Fact check. Regulatory compliance is easier with SSI than without.
So, myth number 7 of 7. Trust. Can you trust an issued SSI credential or not? To answer this you need to be aware of two elements of trust, the first being security around the presentation of the SSI credential and the second, how was the SSI credential issued.
First off. Trusting a presented credential. Well, this is easy to answer, trust is in mathematics and cryptography. Presented proofs are cryptographically secured and cryptographically verifiable, so you can apply science and maths to your trust model. A credential that is presented is not about trust, its about knowing, which is much better.
The second point, trusting the issuer, well this is the crucial aspect. At ID Crypt Global we provide oversight to any verifier that wishes to verify credentials we issue. This isn’t about building trust, rather its about showing them exactly what we do and how we do it. The verifier can then select if they trust our credentials or not – and so far everyone we have spoken to does. So that’s a great testament to the work we have put in to date.

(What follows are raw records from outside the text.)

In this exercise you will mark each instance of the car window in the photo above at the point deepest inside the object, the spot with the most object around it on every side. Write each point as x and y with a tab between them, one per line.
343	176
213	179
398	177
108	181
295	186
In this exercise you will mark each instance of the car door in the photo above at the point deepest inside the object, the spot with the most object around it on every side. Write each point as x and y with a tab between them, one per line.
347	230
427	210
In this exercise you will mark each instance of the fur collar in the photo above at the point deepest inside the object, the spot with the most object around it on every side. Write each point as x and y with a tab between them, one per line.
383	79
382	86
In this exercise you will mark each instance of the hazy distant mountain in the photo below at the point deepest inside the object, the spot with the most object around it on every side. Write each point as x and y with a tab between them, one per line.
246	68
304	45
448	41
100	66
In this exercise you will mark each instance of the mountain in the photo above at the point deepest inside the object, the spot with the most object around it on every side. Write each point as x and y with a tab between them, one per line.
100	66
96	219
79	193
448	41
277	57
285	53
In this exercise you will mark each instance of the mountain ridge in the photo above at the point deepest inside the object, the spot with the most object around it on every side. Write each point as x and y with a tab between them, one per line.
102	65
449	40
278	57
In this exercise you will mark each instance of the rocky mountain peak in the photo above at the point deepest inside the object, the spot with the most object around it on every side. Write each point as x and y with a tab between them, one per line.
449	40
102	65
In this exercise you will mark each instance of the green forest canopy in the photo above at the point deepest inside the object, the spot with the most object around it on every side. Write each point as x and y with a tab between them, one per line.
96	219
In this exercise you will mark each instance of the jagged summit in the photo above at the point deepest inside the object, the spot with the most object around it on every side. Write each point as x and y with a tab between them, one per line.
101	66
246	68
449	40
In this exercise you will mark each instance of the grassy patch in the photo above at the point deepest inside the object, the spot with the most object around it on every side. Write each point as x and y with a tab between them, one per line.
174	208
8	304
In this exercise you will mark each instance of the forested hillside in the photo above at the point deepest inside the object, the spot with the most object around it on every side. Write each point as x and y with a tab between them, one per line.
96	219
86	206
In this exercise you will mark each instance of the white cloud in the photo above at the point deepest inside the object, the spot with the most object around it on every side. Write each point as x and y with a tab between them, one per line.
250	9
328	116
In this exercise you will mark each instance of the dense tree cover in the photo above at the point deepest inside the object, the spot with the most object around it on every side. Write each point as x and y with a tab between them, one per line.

However, what about when things scale up? In a world where we hope many SSI issuers are providing specific credentials and details within those credentials, how do we know who to trust at scale. Well oversight still works, however for verifiers this becomes too much hard work – having oversight of several organisations will be tough, let alone hundreds. This is where government has a role to play, ensuring that issuers are audited, verified and awarded with a status so that verifiers know they can trust credentials issued by that issuer. Finally, fact check number 7. Can I trust an SSI credential? Yes, you can. Can I trust the issuer? Yes, you can if you do your research. I wouldn’t recommend you trust blindly, why would you? You wouldn’t do that with any other supplier, so why here.